Ein zweiter Punkt, der ziemlich schnell akzeptiert wurde, war ein Antrag holländischer kirchlicher Kreise: Man kann wohl sagen ein Mißtrauensvotum gegenüber den römischen Behörden. Überall wird derzeit die Dezentralisation befürwortet, aber die Orden und Kongregationen können nicht schneller ziur Erneuerung übergehen, weil die zentralen Ordensorgane in Rom sich dagegenstellen. Die Religiösen wünschen mehr Raum für eigene lokale Erneuerungen und die Plenarversammlung war damit vollkommen einverstanden,

Anträge zum Vietnamkrieg und zum Atomsperrvertrag

Dann folgte die Vietnamresolution: Die Entwicklungen gehen in Vietnam sehr schnell vor sich, aber in diesem mutigen Dokument sind einige Punkte, die aktuell bleiben; alles wurde natürlich schon an anderer Stelle gesagt, aber nun nimmt die holländische Kirche das Problem auf: Beendigung der Bombenangriffe ohne Bedingungen, Anerkennung der Vietkongs als vollwertigen Partner bei den Verhandlungen und „Aufgeben des Gedankens an einen Sieg, der den Gegner erniedrigt, von allen in diesen Konflikt gezogenen Parteien in und außerhalb Vietnams“. Auch diese Resolution wurde mit einer großen Majorität angenommen.

Die Plenarversammlung blieb aktuell, weil sie nachher gleich eine Erklärung über die Nonproliferation der Nuklearwaffen (Atomsperrvertrag) akzeptierte.

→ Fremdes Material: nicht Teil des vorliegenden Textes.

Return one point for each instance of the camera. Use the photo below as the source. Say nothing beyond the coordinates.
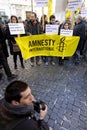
(39, 105)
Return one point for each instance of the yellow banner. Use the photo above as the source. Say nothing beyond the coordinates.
(47, 45)
(50, 8)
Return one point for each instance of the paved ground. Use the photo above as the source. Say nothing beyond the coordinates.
(63, 88)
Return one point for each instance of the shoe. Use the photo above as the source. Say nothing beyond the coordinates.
(46, 63)
(53, 63)
(13, 76)
(32, 64)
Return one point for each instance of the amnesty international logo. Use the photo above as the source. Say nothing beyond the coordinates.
(61, 46)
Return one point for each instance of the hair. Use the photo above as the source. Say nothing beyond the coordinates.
(15, 17)
(14, 89)
(52, 17)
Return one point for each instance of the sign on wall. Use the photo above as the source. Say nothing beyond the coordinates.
(41, 3)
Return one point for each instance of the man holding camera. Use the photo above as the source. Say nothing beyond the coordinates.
(17, 109)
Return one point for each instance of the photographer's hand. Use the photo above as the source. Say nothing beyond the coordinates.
(43, 113)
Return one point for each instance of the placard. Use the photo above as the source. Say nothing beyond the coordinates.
(16, 28)
(51, 29)
(41, 3)
(84, 12)
(66, 32)
(73, 5)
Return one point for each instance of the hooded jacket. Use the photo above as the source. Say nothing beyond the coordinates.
(14, 117)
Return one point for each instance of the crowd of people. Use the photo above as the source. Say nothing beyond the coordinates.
(17, 110)
(35, 27)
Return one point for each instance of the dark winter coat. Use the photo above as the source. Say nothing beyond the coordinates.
(19, 118)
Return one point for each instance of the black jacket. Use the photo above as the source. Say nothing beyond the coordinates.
(19, 118)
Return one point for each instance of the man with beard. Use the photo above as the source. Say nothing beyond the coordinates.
(33, 27)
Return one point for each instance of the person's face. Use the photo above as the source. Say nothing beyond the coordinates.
(52, 21)
(32, 17)
(26, 97)
(13, 20)
(66, 26)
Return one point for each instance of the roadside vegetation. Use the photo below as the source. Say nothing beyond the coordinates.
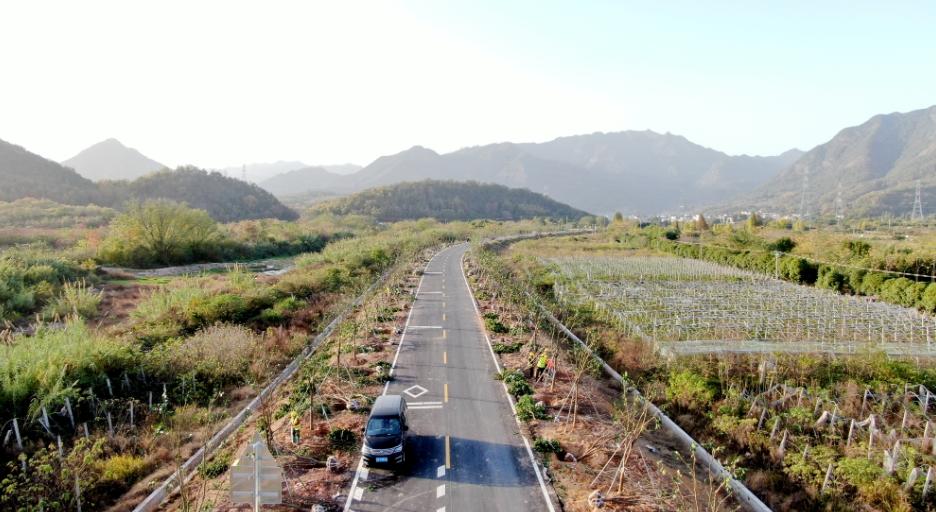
(894, 266)
(151, 385)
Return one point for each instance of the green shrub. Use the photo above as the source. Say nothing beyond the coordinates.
(858, 471)
(160, 232)
(831, 279)
(784, 244)
(75, 299)
(216, 467)
(43, 369)
(528, 410)
(547, 446)
(124, 469)
(494, 324)
(517, 384)
(507, 348)
(928, 302)
(215, 357)
(342, 439)
(689, 390)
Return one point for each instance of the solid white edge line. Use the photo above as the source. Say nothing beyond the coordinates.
(357, 473)
(513, 409)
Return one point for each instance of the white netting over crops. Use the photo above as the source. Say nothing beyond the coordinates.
(706, 306)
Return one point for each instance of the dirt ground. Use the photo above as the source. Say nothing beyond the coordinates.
(308, 481)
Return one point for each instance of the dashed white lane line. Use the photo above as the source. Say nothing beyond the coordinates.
(513, 409)
(358, 492)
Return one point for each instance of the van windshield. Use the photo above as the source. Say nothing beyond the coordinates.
(383, 427)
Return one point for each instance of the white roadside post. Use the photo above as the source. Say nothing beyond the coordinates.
(255, 478)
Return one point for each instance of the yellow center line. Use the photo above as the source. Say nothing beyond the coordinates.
(448, 453)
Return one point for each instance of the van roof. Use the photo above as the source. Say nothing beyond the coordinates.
(387, 405)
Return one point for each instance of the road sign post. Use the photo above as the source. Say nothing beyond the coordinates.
(255, 477)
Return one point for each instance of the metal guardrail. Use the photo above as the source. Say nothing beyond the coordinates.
(748, 499)
(187, 470)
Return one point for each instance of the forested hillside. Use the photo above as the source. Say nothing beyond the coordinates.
(873, 166)
(225, 199)
(111, 160)
(448, 201)
(24, 174)
(27, 175)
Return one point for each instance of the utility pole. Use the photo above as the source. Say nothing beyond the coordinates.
(804, 211)
(917, 213)
(839, 204)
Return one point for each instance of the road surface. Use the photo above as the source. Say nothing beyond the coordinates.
(466, 452)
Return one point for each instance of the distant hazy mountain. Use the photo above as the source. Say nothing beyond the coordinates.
(301, 181)
(342, 168)
(632, 172)
(225, 199)
(24, 174)
(111, 160)
(875, 165)
(448, 201)
(258, 172)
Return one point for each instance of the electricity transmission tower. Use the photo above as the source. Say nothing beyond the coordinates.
(917, 213)
(804, 210)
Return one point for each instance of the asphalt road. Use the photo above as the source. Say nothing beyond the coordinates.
(466, 452)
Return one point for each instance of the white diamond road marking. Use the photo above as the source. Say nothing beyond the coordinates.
(416, 391)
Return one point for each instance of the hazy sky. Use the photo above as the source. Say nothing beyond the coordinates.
(226, 82)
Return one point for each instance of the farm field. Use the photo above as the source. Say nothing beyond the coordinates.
(686, 305)
(815, 399)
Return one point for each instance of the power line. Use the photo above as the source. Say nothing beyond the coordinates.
(804, 210)
(818, 261)
(917, 213)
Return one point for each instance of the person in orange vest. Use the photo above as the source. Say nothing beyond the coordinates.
(541, 364)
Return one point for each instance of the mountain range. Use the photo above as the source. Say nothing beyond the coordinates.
(872, 167)
(634, 172)
(111, 160)
(259, 172)
(24, 174)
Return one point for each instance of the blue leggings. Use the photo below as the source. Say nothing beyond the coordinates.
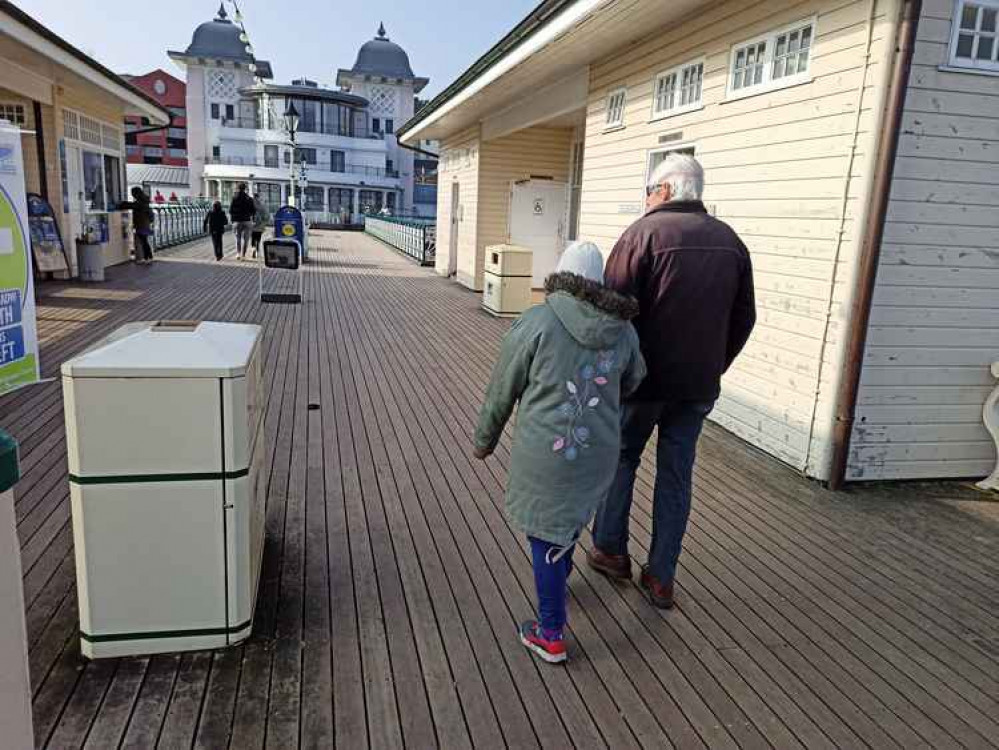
(550, 576)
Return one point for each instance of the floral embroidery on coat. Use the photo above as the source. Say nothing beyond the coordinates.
(584, 396)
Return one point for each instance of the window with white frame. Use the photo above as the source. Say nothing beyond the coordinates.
(615, 108)
(779, 59)
(975, 41)
(12, 113)
(678, 90)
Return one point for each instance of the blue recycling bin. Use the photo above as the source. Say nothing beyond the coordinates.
(290, 224)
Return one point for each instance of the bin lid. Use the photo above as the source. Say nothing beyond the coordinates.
(169, 349)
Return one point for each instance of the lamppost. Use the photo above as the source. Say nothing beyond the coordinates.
(291, 125)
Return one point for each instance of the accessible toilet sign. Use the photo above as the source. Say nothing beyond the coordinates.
(18, 335)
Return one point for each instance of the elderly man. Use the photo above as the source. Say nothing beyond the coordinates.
(694, 283)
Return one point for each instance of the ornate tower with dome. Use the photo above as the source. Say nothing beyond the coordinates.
(382, 75)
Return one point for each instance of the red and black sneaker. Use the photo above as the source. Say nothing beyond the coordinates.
(551, 649)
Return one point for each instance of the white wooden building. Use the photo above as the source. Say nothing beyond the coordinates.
(800, 113)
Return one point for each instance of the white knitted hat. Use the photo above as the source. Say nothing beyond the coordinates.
(583, 259)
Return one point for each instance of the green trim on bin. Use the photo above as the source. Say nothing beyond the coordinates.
(147, 478)
(10, 467)
(156, 634)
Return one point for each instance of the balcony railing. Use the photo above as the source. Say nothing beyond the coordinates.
(318, 166)
(254, 123)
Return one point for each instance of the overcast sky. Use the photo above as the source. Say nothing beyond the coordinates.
(307, 38)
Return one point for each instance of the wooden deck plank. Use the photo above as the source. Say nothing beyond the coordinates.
(391, 581)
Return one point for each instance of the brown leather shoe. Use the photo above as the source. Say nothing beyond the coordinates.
(660, 595)
(612, 566)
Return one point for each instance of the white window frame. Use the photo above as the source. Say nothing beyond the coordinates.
(971, 64)
(663, 149)
(618, 123)
(678, 109)
(769, 83)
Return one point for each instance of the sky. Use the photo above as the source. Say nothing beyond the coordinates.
(442, 37)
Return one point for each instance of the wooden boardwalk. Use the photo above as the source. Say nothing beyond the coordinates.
(392, 584)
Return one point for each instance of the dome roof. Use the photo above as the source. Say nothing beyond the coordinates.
(382, 57)
(218, 39)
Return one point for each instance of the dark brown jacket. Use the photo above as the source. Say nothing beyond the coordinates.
(693, 280)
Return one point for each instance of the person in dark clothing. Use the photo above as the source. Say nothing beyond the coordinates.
(242, 210)
(142, 224)
(693, 280)
(215, 223)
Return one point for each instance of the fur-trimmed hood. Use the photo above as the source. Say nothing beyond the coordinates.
(592, 314)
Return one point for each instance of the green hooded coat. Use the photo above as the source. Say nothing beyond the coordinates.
(569, 362)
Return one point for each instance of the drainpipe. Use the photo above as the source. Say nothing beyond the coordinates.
(870, 248)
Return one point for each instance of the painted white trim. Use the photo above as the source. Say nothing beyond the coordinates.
(966, 65)
(769, 83)
(43, 46)
(552, 30)
(677, 70)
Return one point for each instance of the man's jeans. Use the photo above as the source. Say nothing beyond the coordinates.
(680, 426)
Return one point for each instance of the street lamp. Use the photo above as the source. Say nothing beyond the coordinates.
(291, 125)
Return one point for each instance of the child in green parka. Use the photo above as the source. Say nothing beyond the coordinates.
(568, 363)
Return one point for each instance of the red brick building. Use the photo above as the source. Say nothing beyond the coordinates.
(166, 146)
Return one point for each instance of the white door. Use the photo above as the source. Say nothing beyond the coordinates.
(537, 221)
(452, 262)
(74, 182)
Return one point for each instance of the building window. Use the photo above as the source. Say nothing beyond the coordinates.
(678, 90)
(308, 155)
(975, 43)
(615, 108)
(778, 59)
(314, 198)
(270, 156)
(12, 113)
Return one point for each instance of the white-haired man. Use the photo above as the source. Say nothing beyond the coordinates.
(693, 280)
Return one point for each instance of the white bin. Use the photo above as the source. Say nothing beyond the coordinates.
(164, 430)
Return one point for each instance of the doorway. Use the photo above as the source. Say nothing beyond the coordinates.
(538, 222)
(452, 258)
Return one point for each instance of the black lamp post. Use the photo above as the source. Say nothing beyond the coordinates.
(291, 125)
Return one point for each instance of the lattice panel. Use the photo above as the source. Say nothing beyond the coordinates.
(222, 85)
(382, 100)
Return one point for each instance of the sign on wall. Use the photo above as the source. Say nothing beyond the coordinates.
(18, 336)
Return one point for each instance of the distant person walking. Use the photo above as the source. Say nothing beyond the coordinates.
(693, 280)
(568, 363)
(261, 219)
(215, 223)
(142, 224)
(242, 211)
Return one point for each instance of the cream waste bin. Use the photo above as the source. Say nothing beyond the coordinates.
(164, 433)
(507, 280)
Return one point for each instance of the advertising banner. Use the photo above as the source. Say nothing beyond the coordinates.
(18, 336)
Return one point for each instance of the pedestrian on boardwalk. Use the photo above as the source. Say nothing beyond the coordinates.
(568, 362)
(693, 280)
(142, 224)
(215, 223)
(261, 218)
(242, 211)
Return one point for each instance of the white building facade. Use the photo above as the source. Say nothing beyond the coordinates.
(344, 158)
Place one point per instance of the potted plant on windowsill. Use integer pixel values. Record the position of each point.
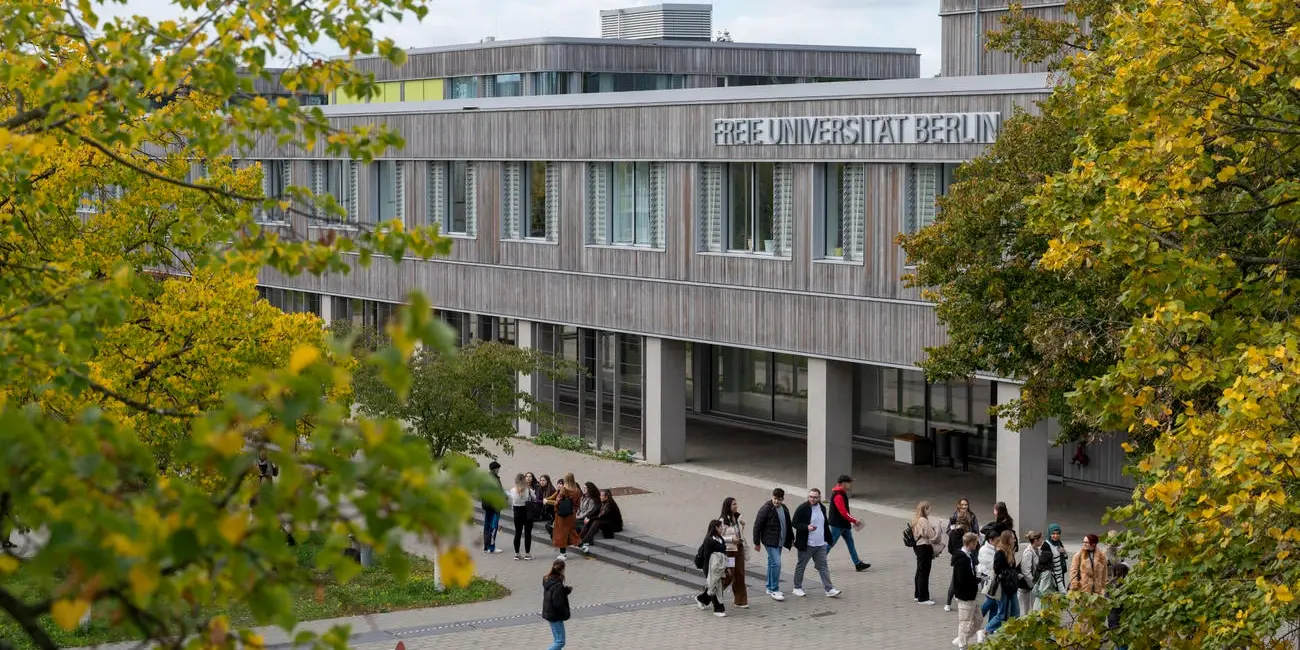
(911, 449)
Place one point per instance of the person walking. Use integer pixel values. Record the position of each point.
(733, 534)
(492, 516)
(1088, 568)
(519, 498)
(843, 523)
(711, 558)
(1030, 568)
(811, 540)
(564, 531)
(555, 609)
(930, 541)
(966, 589)
(606, 520)
(956, 542)
(772, 531)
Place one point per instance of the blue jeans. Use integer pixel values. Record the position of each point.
(558, 635)
(848, 541)
(492, 521)
(774, 568)
(1005, 609)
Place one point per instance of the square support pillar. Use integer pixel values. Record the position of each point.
(664, 406)
(524, 339)
(830, 423)
(1022, 468)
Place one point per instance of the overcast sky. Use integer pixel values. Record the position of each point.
(827, 22)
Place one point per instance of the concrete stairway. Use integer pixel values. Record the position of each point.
(631, 550)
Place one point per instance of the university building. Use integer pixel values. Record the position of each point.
(707, 229)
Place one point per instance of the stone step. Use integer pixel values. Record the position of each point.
(635, 551)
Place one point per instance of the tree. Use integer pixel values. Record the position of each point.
(116, 139)
(464, 399)
(1186, 180)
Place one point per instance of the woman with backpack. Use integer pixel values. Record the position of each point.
(564, 532)
(711, 558)
(555, 609)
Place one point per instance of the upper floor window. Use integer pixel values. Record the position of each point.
(463, 87)
(841, 199)
(506, 85)
(531, 203)
(625, 203)
(451, 196)
(550, 83)
(926, 183)
(388, 177)
(337, 178)
(624, 82)
(274, 182)
(746, 207)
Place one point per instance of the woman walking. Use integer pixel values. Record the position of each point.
(713, 550)
(555, 602)
(733, 534)
(930, 542)
(519, 498)
(566, 501)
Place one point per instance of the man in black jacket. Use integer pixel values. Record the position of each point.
(772, 529)
(966, 589)
(813, 538)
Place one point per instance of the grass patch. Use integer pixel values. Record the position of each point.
(375, 590)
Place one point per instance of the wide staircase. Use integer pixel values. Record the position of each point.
(629, 550)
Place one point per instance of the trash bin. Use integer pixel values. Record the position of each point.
(960, 450)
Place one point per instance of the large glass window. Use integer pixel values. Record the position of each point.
(507, 85)
(463, 87)
(749, 207)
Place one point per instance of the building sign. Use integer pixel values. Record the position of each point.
(910, 129)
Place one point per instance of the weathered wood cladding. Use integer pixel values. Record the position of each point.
(661, 131)
(796, 323)
(631, 56)
(965, 48)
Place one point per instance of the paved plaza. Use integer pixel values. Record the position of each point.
(614, 607)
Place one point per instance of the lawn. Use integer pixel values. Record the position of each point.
(372, 592)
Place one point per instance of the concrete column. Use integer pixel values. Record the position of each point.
(830, 423)
(326, 308)
(1022, 468)
(524, 338)
(664, 407)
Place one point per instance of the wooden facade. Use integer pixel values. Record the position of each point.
(585, 55)
(965, 27)
(800, 304)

Die Kommission „Krieg und Frieden“ hatte diese Erklärung vorbereitet. Es ist interessant, daß man sich deutlich gegen jene Länder aussprach, die das Abkommen über die Nonproliferation von Nuklearwaffen aus dem Grund einer eventuellen Ungleichheit in der Behandlung ablehnten: Wenn man nach Einheit streben will in unserer Welt, dann wird man eine zeitliche Ungleichheit akzeptieren müssen, meint die Erklärung. Wie gesagt, das Konzil macht die Meinung der sehr sachverständigen Kommission zu ihrer eigenen.